Most of these contracts specify that the manager shall be protected (held harmless and indemnified) by the Association for any claims against the manager because of something that happens HOA related. This is a somewhat complicated legal concept but simply put, it is intended to make sure that the manager is covered by the Association if there is any legal claim against the manager made ... by anyone.

"Mutual Protections" would mean there were provisions that both parties be insured for their mistakes, and each indemnifies the other for liability that arises because of the misconduct or negligence of the other.

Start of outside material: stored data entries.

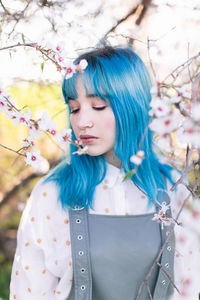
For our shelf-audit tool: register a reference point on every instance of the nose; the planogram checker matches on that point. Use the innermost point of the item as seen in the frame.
(85, 121)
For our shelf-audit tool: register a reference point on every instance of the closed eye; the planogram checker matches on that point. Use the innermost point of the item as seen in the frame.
(96, 108)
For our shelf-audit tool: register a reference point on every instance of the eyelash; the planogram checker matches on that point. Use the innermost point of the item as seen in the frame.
(97, 108)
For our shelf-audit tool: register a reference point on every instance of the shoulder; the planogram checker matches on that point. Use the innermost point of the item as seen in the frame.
(44, 198)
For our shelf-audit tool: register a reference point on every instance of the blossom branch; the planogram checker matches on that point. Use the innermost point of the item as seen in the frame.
(156, 262)
(17, 152)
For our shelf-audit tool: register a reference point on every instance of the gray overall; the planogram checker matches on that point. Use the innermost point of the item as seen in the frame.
(111, 256)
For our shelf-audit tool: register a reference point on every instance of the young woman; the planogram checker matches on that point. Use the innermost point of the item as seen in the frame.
(86, 233)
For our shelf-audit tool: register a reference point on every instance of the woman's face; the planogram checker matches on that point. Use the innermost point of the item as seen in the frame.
(92, 116)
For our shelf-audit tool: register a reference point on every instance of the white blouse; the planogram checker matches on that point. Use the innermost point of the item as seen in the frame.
(42, 267)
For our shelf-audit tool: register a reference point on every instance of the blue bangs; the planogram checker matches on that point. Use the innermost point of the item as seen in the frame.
(116, 75)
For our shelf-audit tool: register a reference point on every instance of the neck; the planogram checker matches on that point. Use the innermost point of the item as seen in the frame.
(113, 161)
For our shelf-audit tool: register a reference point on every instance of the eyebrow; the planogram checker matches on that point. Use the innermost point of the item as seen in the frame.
(88, 95)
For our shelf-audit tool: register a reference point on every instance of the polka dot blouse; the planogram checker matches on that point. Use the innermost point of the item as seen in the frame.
(42, 267)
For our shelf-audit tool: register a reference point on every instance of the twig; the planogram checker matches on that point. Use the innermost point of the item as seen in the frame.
(160, 253)
(19, 17)
(20, 45)
(151, 64)
(170, 279)
(182, 67)
(17, 152)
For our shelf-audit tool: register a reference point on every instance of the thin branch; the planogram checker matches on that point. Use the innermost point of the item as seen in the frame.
(150, 60)
(160, 252)
(5, 9)
(182, 67)
(132, 12)
(17, 152)
(19, 17)
(20, 45)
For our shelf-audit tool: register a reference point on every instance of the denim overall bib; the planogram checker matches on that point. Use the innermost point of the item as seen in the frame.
(112, 254)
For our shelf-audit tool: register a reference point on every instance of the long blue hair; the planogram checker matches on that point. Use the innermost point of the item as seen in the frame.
(118, 75)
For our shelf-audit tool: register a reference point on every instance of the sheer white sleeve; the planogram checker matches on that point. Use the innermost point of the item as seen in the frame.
(40, 269)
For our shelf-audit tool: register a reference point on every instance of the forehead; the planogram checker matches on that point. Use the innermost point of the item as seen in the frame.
(84, 89)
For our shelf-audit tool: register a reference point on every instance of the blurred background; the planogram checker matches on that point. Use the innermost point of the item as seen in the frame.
(165, 33)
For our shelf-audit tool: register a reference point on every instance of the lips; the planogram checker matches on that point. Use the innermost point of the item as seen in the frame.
(86, 136)
(88, 139)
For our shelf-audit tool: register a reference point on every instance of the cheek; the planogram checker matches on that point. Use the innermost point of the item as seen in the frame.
(73, 124)
(109, 123)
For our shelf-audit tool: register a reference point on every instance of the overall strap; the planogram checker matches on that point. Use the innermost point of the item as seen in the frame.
(80, 254)
(164, 287)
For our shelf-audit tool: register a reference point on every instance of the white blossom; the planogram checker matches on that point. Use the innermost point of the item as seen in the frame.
(81, 151)
(166, 124)
(160, 107)
(195, 112)
(70, 69)
(162, 216)
(46, 123)
(83, 64)
(33, 158)
(137, 158)
(189, 133)
(163, 142)
(64, 137)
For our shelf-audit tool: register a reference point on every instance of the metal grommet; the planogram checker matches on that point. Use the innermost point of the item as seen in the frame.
(167, 265)
(82, 270)
(163, 282)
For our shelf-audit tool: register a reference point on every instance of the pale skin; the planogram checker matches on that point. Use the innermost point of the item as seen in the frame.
(90, 115)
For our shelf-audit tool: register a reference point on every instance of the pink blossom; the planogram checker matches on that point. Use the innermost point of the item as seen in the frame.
(70, 70)
(46, 123)
(189, 133)
(164, 142)
(162, 216)
(195, 112)
(81, 151)
(166, 124)
(33, 158)
(160, 107)
(34, 131)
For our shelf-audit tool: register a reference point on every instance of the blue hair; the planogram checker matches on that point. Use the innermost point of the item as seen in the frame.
(118, 75)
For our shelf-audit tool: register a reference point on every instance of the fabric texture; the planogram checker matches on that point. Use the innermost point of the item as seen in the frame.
(42, 267)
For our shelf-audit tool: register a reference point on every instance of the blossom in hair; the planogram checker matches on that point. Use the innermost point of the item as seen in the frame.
(137, 158)
(33, 158)
(81, 151)
(162, 216)
(160, 107)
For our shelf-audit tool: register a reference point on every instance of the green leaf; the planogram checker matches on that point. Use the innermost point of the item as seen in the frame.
(23, 39)
(42, 66)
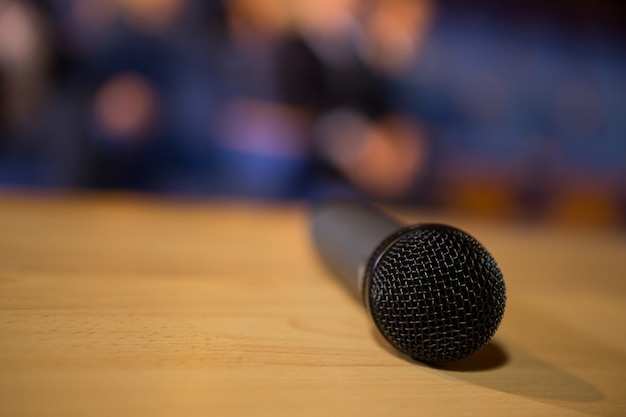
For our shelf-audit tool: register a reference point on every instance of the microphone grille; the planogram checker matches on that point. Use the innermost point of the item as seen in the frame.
(435, 293)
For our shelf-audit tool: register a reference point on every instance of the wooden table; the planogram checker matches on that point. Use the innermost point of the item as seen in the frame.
(120, 305)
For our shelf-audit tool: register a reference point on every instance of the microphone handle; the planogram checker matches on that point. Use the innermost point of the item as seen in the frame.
(346, 233)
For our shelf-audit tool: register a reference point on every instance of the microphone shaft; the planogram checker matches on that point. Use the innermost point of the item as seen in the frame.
(346, 234)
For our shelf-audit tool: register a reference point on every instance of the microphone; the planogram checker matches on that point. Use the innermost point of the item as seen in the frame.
(433, 291)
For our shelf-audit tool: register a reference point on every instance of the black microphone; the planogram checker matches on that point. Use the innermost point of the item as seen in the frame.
(433, 291)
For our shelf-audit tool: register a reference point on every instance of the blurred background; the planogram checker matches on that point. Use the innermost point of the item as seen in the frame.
(508, 109)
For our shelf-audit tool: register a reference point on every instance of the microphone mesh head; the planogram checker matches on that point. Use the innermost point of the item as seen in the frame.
(435, 293)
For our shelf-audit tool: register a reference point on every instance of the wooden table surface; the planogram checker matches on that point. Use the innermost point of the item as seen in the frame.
(128, 306)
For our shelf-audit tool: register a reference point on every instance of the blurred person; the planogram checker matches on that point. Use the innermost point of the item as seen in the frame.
(40, 143)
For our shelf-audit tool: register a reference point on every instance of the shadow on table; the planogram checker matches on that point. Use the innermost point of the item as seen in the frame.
(511, 370)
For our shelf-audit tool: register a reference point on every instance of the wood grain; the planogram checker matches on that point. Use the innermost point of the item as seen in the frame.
(120, 305)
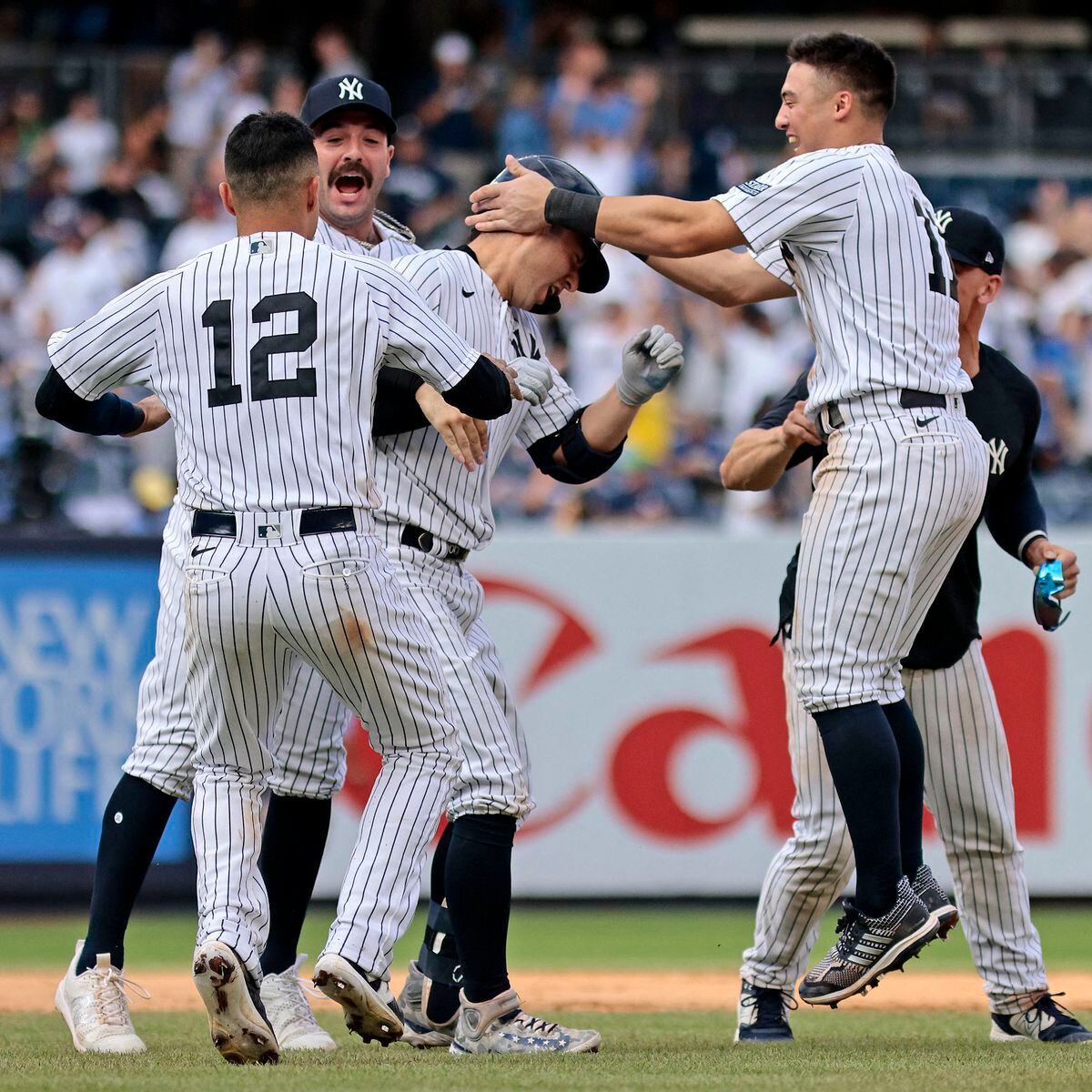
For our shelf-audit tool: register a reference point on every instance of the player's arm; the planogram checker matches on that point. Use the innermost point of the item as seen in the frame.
(420, 342)
(645, 225)
(592, 440)
(1015, 514)
(404, 402)
(780, 440)
(726, 278)
(105, 350)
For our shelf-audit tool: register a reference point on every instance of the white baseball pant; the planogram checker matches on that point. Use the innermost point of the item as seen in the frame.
(254, 606)
(492, 774)
(967, 789)
(894, 502)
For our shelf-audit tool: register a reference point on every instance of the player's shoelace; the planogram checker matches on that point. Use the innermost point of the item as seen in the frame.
(1046, 1006)
(289, 1002)
(533, 1025)
(110, 1003)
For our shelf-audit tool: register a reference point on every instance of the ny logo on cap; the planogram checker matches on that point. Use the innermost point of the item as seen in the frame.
(350, 88)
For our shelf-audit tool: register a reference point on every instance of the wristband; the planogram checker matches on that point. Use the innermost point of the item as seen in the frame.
(574, 211)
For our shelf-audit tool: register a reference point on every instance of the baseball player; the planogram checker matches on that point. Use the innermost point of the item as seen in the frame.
(432, 516)
(967, 776)
(853, 235)
(276, 470)
(353, 123)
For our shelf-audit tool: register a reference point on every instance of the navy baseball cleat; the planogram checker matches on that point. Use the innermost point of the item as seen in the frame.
(1046, 1021)
(868, 947)
(763, 1015)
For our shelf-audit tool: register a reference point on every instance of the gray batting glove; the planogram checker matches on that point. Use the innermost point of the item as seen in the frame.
(649, 363)
(534, 379)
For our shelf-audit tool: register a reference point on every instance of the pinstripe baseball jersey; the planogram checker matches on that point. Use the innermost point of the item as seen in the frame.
(292, 427)
(856, 238)
(394, 240)
(420, 480)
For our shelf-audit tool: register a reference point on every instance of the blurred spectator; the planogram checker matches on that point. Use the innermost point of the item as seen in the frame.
(208, 225)
(85, 142)
(245, 96)
(197, 83)
(522, 129)
(416, 194)
(454, 113)
(336, 56)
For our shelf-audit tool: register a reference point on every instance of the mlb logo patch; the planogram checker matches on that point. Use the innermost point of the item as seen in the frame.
(753, 188)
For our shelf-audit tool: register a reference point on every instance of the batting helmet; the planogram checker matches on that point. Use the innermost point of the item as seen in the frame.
(594, 273)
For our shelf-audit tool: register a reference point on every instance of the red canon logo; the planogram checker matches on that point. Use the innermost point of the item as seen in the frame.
(638, 776)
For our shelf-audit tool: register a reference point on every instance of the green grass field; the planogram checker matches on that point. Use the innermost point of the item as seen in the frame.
(844, 1051)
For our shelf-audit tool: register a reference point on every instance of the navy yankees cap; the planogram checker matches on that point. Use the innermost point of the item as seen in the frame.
(972, 239)
(348, 92)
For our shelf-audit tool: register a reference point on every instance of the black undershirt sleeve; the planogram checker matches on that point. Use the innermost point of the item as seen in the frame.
(397, 409)
(108, 415)
(483, 392)
(582, 462)
(1015, 511)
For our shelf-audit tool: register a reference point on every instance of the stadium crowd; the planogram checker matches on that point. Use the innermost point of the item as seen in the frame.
(90, 206)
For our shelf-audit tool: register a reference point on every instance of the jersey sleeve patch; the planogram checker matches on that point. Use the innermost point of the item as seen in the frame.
(753, 187)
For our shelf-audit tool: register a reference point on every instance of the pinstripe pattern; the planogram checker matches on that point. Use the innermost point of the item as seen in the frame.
(893, 503)
(332, 601)
(856, 238)
(967, 789)
(310, 759)
(273, 452)
(419, 479)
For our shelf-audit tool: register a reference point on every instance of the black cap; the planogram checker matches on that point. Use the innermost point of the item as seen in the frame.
(594, 273)
(972, 239)
(348, 92)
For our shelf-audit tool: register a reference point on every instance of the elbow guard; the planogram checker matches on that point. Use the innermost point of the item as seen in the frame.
(582, 462)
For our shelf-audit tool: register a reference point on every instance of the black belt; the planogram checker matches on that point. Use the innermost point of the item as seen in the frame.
(420, 539)
(312, 521)
(907, 399)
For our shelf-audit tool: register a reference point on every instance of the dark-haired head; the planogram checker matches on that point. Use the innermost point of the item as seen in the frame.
(857, 64)
(839, 91)
(272, 174)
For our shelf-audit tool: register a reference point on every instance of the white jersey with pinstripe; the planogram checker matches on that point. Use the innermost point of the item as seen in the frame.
(421, 484)
(310, 759)
(967, 789)
(268, 593)
(898, 492)
(856, 238)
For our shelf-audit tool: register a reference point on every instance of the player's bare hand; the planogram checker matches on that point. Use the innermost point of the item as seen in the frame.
(518, 206)
(1041, 551)
(467, 438)
(156, 416)
(511, 375)
(797, 430)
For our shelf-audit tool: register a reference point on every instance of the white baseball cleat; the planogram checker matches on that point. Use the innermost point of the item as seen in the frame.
(238, 1020)
(96, 1009)
(369, 1007)
(501, 1026)
(284, 996)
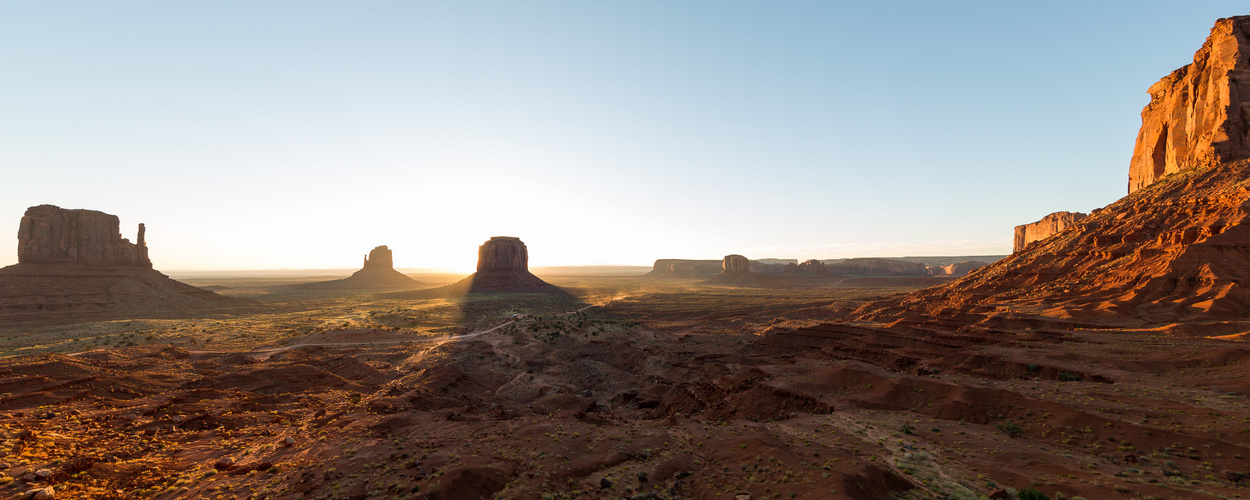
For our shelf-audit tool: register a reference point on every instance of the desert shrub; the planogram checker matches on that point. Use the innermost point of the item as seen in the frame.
(1031, 494)
(1011, 429)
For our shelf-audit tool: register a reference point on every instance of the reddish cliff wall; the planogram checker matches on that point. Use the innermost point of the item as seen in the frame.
(1198, 115)
(1044, 228)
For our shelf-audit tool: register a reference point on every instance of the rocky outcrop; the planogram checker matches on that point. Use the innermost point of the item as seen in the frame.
(376, 274)
(1176, 253)
(1044, 228)
(878, 268)
(1199, 115)
(684, 269)
(379, 258)
(503, 254)
(768, 265)
(503, 266)
(74, 265)
(49, 234)
(809, 268)
(963, 269)
(734, 263)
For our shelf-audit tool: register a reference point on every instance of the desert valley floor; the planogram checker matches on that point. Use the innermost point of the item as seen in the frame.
(619, 388)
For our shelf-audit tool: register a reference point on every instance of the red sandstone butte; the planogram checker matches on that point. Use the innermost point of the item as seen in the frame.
(1199, 115)
(1044, 228)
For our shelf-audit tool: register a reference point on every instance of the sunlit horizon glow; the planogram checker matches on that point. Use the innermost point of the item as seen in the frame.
(300, 135)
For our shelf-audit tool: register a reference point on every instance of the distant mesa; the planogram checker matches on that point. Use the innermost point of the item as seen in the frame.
(1198, 115)
(503, 266)
(736, 270)
(1174, 251)
(735, 264)
(376, 274)
(75, 261)
(1045, 228)
(958, 269)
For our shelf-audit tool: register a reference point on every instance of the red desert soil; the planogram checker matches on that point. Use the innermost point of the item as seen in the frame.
(651, 396)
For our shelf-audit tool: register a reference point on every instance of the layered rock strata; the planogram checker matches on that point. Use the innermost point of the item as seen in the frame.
(74, 265)
(503, 266)
(1199, 115)
(878, 268)
(49, 234)
(1174, 254)
(808, 268)
(735, 263)
(376, 274)
(1045, 228)
(684, 269)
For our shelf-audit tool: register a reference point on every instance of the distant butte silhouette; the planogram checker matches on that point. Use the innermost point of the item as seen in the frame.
(376, 274)
(1176, 249)
(75, 261)
(503, 265)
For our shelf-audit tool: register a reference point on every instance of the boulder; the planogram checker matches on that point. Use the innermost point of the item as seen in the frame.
(1199, 115)
(1045, 228)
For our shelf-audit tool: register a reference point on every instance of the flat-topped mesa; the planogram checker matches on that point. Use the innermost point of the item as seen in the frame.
(735, 263)
(379, 258)
(503, 254)
(49, 234)
(1044, 228)
(376, 274)
(1199, 115)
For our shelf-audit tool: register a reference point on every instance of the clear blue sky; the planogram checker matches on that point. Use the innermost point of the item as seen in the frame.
(301, 134)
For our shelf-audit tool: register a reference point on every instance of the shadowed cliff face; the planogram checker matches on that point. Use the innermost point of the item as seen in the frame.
(1044, 228)
(503, 254)
(379, 258)
(735, 264)
(53, 235)
(1198, 115)
(378, 274)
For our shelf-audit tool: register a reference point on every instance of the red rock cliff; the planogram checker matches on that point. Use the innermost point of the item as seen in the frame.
(1198, 115)
(735, 264)
(1045, 228)
(380, 258)
(503, 254)
(49, 234)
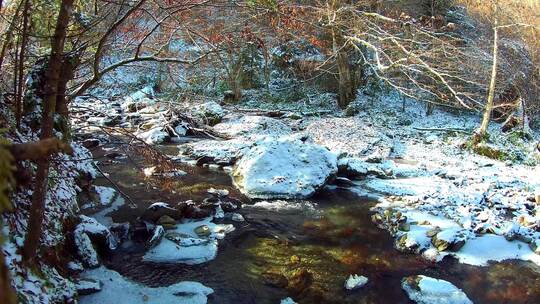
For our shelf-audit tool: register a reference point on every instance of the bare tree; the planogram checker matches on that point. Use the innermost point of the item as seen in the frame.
(39, 195)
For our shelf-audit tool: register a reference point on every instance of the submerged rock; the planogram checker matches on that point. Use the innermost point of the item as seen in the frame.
(88, 286)
(300, 280)
(202, 230)
(157, 235)
(450, 239)
(90, 228)
(426, 290)
(252, 125)
(211, 112)
(284, 168)
(355, 281)
(167, 222)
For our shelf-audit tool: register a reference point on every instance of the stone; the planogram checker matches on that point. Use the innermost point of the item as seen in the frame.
(425, 290)
(343, 182)
(87, 286)
(284, 168)
(87, 230)
(167, 222)
(184, 239)
(159, 209)
(300, 280)
(237, 217)
(451, 239)
(157, 236)
(91, 143)
(202, 230)
(355, 281)
(275, 279)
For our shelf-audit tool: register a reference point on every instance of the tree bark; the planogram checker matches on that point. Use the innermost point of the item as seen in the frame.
(481, 132)
(52, 76)
(24, 44)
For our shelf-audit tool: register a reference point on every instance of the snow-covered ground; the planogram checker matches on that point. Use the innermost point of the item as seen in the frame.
(119, 290)
(436, 197)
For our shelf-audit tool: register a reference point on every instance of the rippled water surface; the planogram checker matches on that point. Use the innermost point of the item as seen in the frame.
(306, 253)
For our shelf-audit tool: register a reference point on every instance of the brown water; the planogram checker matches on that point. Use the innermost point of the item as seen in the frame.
(261, 260)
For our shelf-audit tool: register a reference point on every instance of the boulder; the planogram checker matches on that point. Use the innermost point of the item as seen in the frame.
(88, 286)
(211, 112)
(167, 222)
(159, 209)
(157, 236)
(284, 168)
(252, 125)
(355, 281)
(89, 230)
(449, 239)
(425, 290)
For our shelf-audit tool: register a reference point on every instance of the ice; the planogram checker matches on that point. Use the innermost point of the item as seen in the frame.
(119, 290)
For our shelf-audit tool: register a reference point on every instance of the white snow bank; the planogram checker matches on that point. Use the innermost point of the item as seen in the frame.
(355, 281)
(426, 290)
(106, 195)
(204, 250)
(283, 206)
(249, 125)
(119, 290)
(492, 247)
(283, 168)
(154, 136)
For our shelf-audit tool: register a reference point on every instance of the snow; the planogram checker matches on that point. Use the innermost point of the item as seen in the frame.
(204, 250)
(91, 227)
(221, 152)
(433, 291)
(153, 136)
(287, 301)
(355, 281)
(102, 216)
(119, 290)
(106, 195)
(236, 126)
(283, 206)
(283, 168)
(479, 251)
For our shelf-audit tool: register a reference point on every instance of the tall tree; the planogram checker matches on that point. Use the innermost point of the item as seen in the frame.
(54, 67)
(486, 117)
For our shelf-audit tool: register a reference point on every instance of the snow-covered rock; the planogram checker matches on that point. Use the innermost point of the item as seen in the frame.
(215, 151)
(156, 135)
(355, 281)
(210, 111)
(250, 125)
(195, 249)
(119, 290)
(284, 168)
(90, 228)
(287, 301)
(425, 290)
(106, 195)
(88, 286)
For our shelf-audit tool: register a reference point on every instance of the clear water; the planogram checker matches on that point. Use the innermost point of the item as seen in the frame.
(258, 262)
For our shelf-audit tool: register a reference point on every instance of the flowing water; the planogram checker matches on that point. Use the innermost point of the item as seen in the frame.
(305, 252)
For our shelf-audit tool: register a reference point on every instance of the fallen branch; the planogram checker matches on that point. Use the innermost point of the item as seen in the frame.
(132, 203)
(464, 131)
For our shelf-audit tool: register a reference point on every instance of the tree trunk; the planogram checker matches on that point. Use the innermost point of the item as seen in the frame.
(24, 43)
(482, 130)
(9, 34)
(7, 296)
(52, 76)
(346, 91)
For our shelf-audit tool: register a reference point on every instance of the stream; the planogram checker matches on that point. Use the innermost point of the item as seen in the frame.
(306, 252)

It is fair that managers get some protection from claims against the HOA, as managers can become a target, even for acts of board members, disgruntled owners, contractors, employees etc. Sometimes the manager did nothing to invite the wrath, or legal claim. Sometimes they are the sole cause. Sometimes the problem is a combination of poor management and an inattentive board. There are very many reasons why a legal complaint can be brought, some justified, some not. The point is that managers tend to have a lot of protection, sometimes more than deserved.

The California courts have recently spoken to this problem. In two cases, managers have been found to have to account for their roles in (1) choosing vendors and signing contracts for the HOA and (2) violating the HOA contract.

I will be addressing both of these cases in E-Newsletters in April and May. If you want to receive these free newsletters via email, you need to sign up for the list. Go to my website at http://www.californiacondoguru.com, "enter", and you will find the option to sign up for the newsletter. Please do not send me your email address and asked to be added. You need to do this through the website.

I plan to put some focus on these subjects in the coming weeks. It is my belief that the parties who act irresponsibly or with disregard for the rights of others ought to be the ones who make it right. One of the courts in a manager contract case agreed with me in this statement:

"On top of all of this, there is the reductio ad absurdum of the property management company's position vis-à-vis the association's contract claims (as distinct from negligence claims). Under the property management company's interpretation, it could just outright plain fail to do any work at all for the association, such as hiring a gardening company or arranging for insurance or the typical things that property managers do, and the clause would protect it even from a breach of contract action by the association for having paid for services never performed." Queen Villas Homeowners Association v. TCB Property Management - February 2007.